The orca got pregnant naturally, an occurrence SeaWorld hopes to prevent in the future through “medical efforts, such as monitoring ovarian cycles and birth control, as well as social management to reduce the likelihood of conception,” SeaWorld San Antonio spokeswoman Gayle MacIntyre said last month.

The company believes Kyuquot — one of two male orcas at SeaWorld San Antonio — is the father, but will need to perform a paternity test to know for sure. Takara already has four children, two of which live at the San Antonio park.

“We are very excited by the birth of Takara’s calf and look forward to introducing her to our guests very soon,” SeaWorld San Antonio Carl Lum said in a statement Wednesday.

More than two dozen orcas will continue to live in the parks operated by the Orlando-based theme park company for decades, including five in San Antonio.

SeaWorld ended its orca breeding program following years of backlash, declining stock value and falling attendance at its parks sparked by the 2013 documentary film “Blackfish,” which scrutinized the Orlando-based theme park operator’s treatment of orcas. The company has sought to retool its public image by casting itself as an eco-friendly entertainment group that provides educational experiences alongside attractions such as roller coasters and water parks.

Tilikum — the orca who killed SeaWorld trainer Dawn Brancheau in 2010 and main subject of “Blackfish” — sired 14 calves over 25 years. He died of a bacterial infection in January.

Source: My San Antonio.com

Watch: Killer whale spotted in UAE waters

Ministry of Environment warn residents that hefty fines will be imposed if migrating orcas are harmed

April 19, 2017

Dubai: Authorities have issued a cautionary message to residents not to panic if they see a killer whale in the sea – they will not attack you.

A killer whale was recently spotted at a beach in Umm Al Quwain, and the video has gone viral on Twitter, with many social media users retweeting the video clip.

However, a number of social media users were quick to raise concern over how dangerous the whales can be, leaving the Ministry of Climate Change and Environment to emphasise that a heavy fine will be imposed on anyone that harms these animals.

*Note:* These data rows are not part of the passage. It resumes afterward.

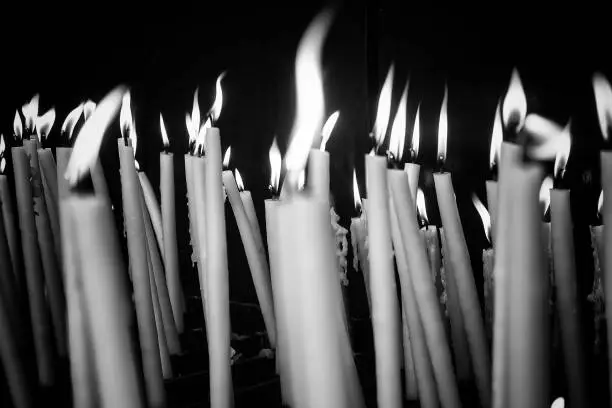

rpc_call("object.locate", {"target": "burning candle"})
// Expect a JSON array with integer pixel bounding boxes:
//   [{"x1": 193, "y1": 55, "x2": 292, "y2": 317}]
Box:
[
  {"x1": 159, "y1": 113, "x2": 185, "y2": 334},
  {"x1": 434, "y1": 85, "x2": 491, "y2": 406},
  {"x1": 223, "y1": 169, "x2": 276, "y2": 348},
  {"x1": 365, "y1": 66, "x2": 403, "y2": 407}
]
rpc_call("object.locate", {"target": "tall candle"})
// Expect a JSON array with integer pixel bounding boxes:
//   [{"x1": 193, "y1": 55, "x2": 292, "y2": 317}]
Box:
[
  {"x1": 434, "y1": 173, "x2": 491, "y2": 406},
  {"x1": 159, "y1": 152, "x2": 185, "y2": 334},
  {"x1": 205, "y1": 127, "x2": 233, "y2": 408},
  {"x1": 66, "y1": 197, "x2": 145, "y2": 408},
  {"x1": 11, "y1": 147, "x2": 54, "y2": 385},
  {"x1": 222, "y1": 171, "x2": 276, "y2": 348},
  {"x1": 390, "y1": 172, "x2": 460, "y2": 408},
  {"x1": 550, "y1": 188, "x2": 590, "y2": 407},
  {"x1": 23, "y1": 137, "x2": 66, "y2": 356},
  {"x1": 117, "y1": 139, "x2": 166, "y2": 407},
  {"x1": 389, "y1": 194, "x2": 440, "y2": 407},
  {"x1": 365, "y1": 156, "x2": 402, "y2": 407}
]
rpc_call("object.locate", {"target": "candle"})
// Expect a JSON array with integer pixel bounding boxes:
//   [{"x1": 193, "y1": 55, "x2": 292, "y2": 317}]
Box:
[
  {"x1": 434, "y1": 85, "x2": 491, "y2": 406},
  {"x1": 159, "y1": 113, "x2": 185, "y2": 334},
  {"x1": 117, "y1": 92, "x2": 166, "y2": 407},
  {"x1": 222, "y1": 170, "x2": 276, "y2": 348},
  {"x1": 69, "y1": 197, "x2": 145, "y2": 407},
  {"x1": 389, "y1": 191, "x2": 439, "y2": 407},
  {"x1": 389, "y1": 172, "x2": 460, "y2": 407}
]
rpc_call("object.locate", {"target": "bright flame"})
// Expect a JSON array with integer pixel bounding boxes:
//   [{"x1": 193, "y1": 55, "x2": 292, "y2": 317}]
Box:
[
  {"x1": 593, "y1": 72, "x2": 612, "y2": 140},
  {"x1": 210, "y1": 71, "x2": 226, "y2": 123},
  {"x1": 223, "y1": 146, "x2": 232, "y2": 168},
  {"x1": 234, "y1": 169, "x2": 244, "y2": 191},
  {"x1": 159, "y1": 113, "x2": 170, "y2": 149},
  {"x1": 374, "y1": 64, "x2": 394, "y2": 146},
  {"x1": 540, "y1": 176, "x2": 553, "y2": 214},
  {"x1": 319, "y1": 111, "x2": 340, "y2": 150},
  {"x1": 489, "y1": 103, "x2": 504, "y2": 168},
  {"x1": 353, "y1": 170, "x2": 361, "y2": 209},
  {"x1": 36, "y1": 108, "x2": 55, "y2": 141},
  {"x1": 285, "y1": 11, "x2": 332, "y2": 187},
  {"x1": 65, "y1": 86, "x2": 127, "y2": 185},
  {"x1": 502, "y1": 68, "x2": 527, "y2": 130},
  {"x1": 83, "y1": 99, "x2": 96, "y2": 120},
  {"x1": 13, "y1": 111, "x2": 23, "y2": 140},
  {"x1": 61, "y1": 103, "x2": 85, "y2": 139},
  {"x1": 438, "y1": 87, "x2": 448, "y2": 162},
  {"x1": 417, "y1": 188, "x2": 429, "y2": 224},
  {"x1": 268, "y1": 138, "x2": 283, "y2": 191},
  {"x1": 472, "y1": 193, "x2": 491, "y2": 242},
  {"x1": 389, "y1": 84, "x2": 408, "y2": 161},
  {"x1": 410, "y1": 104, "x2": 421, "y2": 159}
]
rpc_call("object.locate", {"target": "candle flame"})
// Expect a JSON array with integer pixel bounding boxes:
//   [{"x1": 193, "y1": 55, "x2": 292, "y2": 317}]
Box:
[
  {"x1": 410, "y1": 104, "x2": 421, "y2": 160},
  {"x1": 159, "y1": 113, "x2": 170, "y2": 149},
  {"x1": 540, "y1": 176, "x2": 553, "y2": 215},
  {"x1": 64, "y1": 86, "x2": 127, "y2": 185},
  {"x1": 36, "y1": 108, "x2": 55, "y2": 141},
  {"x1": 319, "y1": 111, "x2": 340, "y2": 151},
  {"x1": 472, "y1": 193, "x2": 491, "y2": 242},
  {"x1": 389, "y1": 84, "x2": 408, "y2": 161},
  {"x1": 83, "y1": 99, "x2": 96, "y2": 120},
  {"x1": 234, "y1": 169, "x2": 244, "y2": 191},
  {"x1": 223, "y1": 146, "x2": 232, "y2": 169},
  {"x1": 13, "y1": 111, "x2": 23, "y2": 140},
  {"x1": 21, "y1": 94, "x2": 40, "y2": 132},
  {"x1": 417, "y1": 188, "x2": 429, "y2": 224},
  {"x1": 353, "y1": 170, "x2": 361, "y2": 210},
  {"x1": 61, "y1": 103, "x2": 85, "y2": 139},
  {"x1": 489, "y1": 103, "x2": 504, "y2": 168},
  {"x1": 593, "y1": 72, "x2": 612, "y2": 140},
  {"x1": 268, "y1": 138, "x2": 282, "y2": 192},
  {"x1": 210, "y1": 71, "x2": 226, "y2": 123},
  {"x1": 285, "y1": 11, "x2": 332, "y2": 187},
  {"x1": 373, "y1": 64, "x2": 394, "y2": 146},
  {"x1": 438, "y1": 86, "x2": 448, "y2": 162},
  {"x1": 502, "y1": 68, "x2": 527, "y2": 129}
]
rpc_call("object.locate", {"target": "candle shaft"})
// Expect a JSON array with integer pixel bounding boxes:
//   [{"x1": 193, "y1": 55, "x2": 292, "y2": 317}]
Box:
[
  {"x1": 206, "y1": 128, "x2": 234, "y2": 408},
  {"x1": 390, "y1": 172, "x2": 461, "y2": 408},
  {"x1": 159, "y1": 153, "x2": 185, "y2": 334},
  {"x1": 366, "y1": 156, "x2": 407, "y2": 407},
  {"x1": 68, "y1": 197, "x2": 144, "y2": 408},
  {"x1": 222, "y1": 171, "x2": 276, "y2": 348}
]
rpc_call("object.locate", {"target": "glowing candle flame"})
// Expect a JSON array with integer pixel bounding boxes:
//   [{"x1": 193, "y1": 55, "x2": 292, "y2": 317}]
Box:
[
  {"x1": 234, "y1": 169, "x2": 244, "y2": 191},
  {"x1": 353, "y1": 170, "x2": 361, "y2": 210},
  {"x1": 61, "y1": 103, "x2": 85, "y2": 139},
  {"x1": 410, "y1": 104, "x2": 421, "y2": 160},
  {"x1": 159, "y1": 113, "x2": 170, "y2": 149},
  {"x1": 489, "y1": 104, "x2": 504, "y2": 168},
  {"x1": 540, "y1": 176, "x2": 553, "y2": 215},
  {"x1": 593, "y1": 72, "x2": 612, "y2": 140},
  {"x1": 438, "y1": 87, "x2": 448, "y2": 163},
  {"x1": 13, "y1": 111, "x2": 23, "y2": 140},
  {"x1": 210, "y1": 71, "x2": 226, "y2": 123},
  {"x1": 472, "y1": 193, "x2": 491, "y2": 242},
  {"x1": 223, "y1": 146, "x2": 232, "y2": 169},
  {"x1": 285, "y1": 11, "x2": 332, "y2": 187},
  {"x1": 389, "y1": 84, "x2": 408, "y2": 162},
  {"x1": 319, "y1": 111, "x2": 340, "y2": 150},
  {"x1": 502, "y1": 68, "x2": 527, "y2": 130},
  {"x1": 65, "y1": 86, "x2": 127, "y2": 185},
  {"x1": 83, "y1": 99, "x2": 96, "y2": 120},
  {"x1": 268, "y1": 138, "x2": 283, "y2": 192},
  {"x1": 36, "y1": 108, "x2": 55, "y2": 141},
  {"x1": 373, "y1": 64, "x2": 394, "y2": 146},
  {"x1": 417, "y1": 188, "x2": 429, "y2": 224}
]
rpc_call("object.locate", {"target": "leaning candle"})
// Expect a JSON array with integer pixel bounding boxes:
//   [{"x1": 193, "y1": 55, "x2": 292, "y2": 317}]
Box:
[{"x1": 11, "y1": 143, "x2": 54, "y2": 385}]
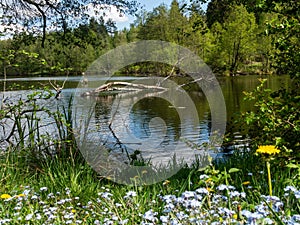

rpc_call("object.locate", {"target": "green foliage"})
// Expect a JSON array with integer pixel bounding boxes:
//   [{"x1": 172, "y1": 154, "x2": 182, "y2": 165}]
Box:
[
  {"x1": 242, "y1": 80, "x2": 300, "y2": 159},
  {"x1": 211, "y1": 6, "x2": 257, "y2": 75}
]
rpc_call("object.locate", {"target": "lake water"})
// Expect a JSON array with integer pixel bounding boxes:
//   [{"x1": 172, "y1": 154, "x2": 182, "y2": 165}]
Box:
[{"x1": 0, "y1": 75, "x2": 290, "y2": 166}]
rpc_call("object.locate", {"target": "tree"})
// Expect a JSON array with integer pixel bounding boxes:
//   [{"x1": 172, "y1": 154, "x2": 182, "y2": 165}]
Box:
[
  {"x1": 220, "y1": 5, "x2": 257, "y2": 75},
  {"x1": 0, "y1": 0, "x2": 138, "y2": 47}
]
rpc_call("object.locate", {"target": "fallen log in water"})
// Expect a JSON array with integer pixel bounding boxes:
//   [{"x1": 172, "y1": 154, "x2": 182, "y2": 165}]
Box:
[{"x1": 82, "y1": 81, "x2": 167, "y2": 96}]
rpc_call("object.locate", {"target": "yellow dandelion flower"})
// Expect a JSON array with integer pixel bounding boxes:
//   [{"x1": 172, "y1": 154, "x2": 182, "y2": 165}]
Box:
[
  {"x1": 0, "y1": 194, "x2": 11, "y2": 199},
  {"x1": 256, "y1": 145, "x2": 280, "y2": 155}
]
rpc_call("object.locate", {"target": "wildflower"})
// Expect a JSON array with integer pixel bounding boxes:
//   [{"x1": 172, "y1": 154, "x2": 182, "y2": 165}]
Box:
[
  {"x1": 243, "y1": 181, "x2": 250, "y2": 185},
  {"x1": 163, "y1": 180, "x2": 171, "y2": 186},
  {"x1": 40, "y1": 187, "x2": 48, "y2": 191},
  {"x1": 143, "y1": 209, "x2": 157, "y2": 222},
  {"x1": 16, "y1": 194, "x2": 25, "y2": 198},
  {"x1": 284, "y1": 186, "x2": 297, "y2": 192},
  {"x1": 196, "y1": 188, "x2": 211, "y2": 195},
  {"x1": 182, "y1": 191, "x2": 195, "y2": 198},
  {"x1": 199, "y1": 174, "x2": 209, "y2": 180},
  {"x1": 0, "y1": 194, "x2": 11, "y2": 199},
  {"x1": 124, "y1": 191, "x2": 137, "y2": 199},
  {"x1": 25, "y1": 213, "x2": 33, "y2": 220},
  {"x1": 256, "y1": 145, "x2": 280, "y2": 155}
]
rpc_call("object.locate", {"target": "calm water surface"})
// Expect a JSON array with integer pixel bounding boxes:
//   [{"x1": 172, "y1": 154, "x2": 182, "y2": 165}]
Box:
[{"x1": 0, "y1": 75, "x2": 290, "y2": 164}]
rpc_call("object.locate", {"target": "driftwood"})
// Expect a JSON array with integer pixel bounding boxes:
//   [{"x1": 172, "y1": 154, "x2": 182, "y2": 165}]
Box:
[{"x1": 82, "y1": 81, "x2": 166, "y2": 96}]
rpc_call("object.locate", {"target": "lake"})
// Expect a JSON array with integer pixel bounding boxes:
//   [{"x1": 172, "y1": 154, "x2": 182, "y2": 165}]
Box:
[{"x1": 0, "y1": 75, "x2": 290, "y2": 166}]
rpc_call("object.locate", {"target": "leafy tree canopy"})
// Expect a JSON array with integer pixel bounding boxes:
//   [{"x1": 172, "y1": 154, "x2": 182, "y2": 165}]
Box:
[{"x1": 0, "y1": 0, "x2": 138, "y2": 47}]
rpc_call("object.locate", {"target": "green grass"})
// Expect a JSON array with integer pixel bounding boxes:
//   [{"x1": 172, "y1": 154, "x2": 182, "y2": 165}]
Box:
[
  {"x1": 0, "y1": 146, "x2": 300, "y2": 224},
  {"x1": 0, "y1": 90, "x2": 300, "y2": 225}
]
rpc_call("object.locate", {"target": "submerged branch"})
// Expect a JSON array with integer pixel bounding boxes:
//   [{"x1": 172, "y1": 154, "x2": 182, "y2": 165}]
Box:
[{"x1": 82, "y1": 82, "x2": 167, "y2": 96}]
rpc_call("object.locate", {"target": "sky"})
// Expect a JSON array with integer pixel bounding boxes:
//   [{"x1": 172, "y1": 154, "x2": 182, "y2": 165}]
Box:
[{"x1": 110, "y1": 0, "x2": 207, "y2": 30}]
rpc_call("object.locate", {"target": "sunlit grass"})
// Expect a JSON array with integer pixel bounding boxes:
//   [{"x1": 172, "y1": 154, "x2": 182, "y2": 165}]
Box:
[{"x1": 0, "y1": 147, "x2": 300, "y2": 224}]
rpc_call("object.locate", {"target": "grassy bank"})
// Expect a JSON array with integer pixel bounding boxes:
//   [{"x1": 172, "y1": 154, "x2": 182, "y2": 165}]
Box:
[
  {"x1": 0, "y1": 146, "x2": 300, "y2": 224},
  {"x1": 0, "y1": 90, "x2": 300, "y2": 224}
]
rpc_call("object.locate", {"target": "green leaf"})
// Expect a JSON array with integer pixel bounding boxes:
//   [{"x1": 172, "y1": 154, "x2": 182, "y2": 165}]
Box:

According to a statement issued in Arabic, Mona Omran Al Shamsi, acting director of Department for Biological Diversification at the ministry, clarified that killer whales are also known as orcas, and is one of the largest of dolphins.

“These dolphins do not pose any type of threat to the lives of fishermen or swimmers, and feed on marine mammals, such as fish and seals. Their curiosity will attract them to get close to beaches and while they do not show any type of aggression but like any kind of animal, they do defend themselves in dangerous events,” said Al Shamsi.

There have been very few cases of orca attacks in the wild and most marine biologists believe that in most cases such attacks are a case of mistaken identity, says WhaleFacts.org, where the dolphin initially identifies the human as a prey animal.

In these cases, the killer whale will quickly stop when realising its mistake.

“Any person who hunt these species of animals will be heavily fined and their fishing license will be revoked,” said Al Shamsi.

She explained that the ministry had spotted a number of dolphins and whales in UAE waters, including the bottlenose dolphin and the humpback whale, as they are currently migrating.

The species is a protected one, and is listed in Appendix II of the Convention on International Trade in Endangered Species (CITES ) of Wild Fauna and Flora and Appendices I and II of the Convention on the Conservation of Migratory Species (CMS) of Wild Animals.

Two other orcas were also sighted earlier this month, near the Musandam Peninsula of Oman.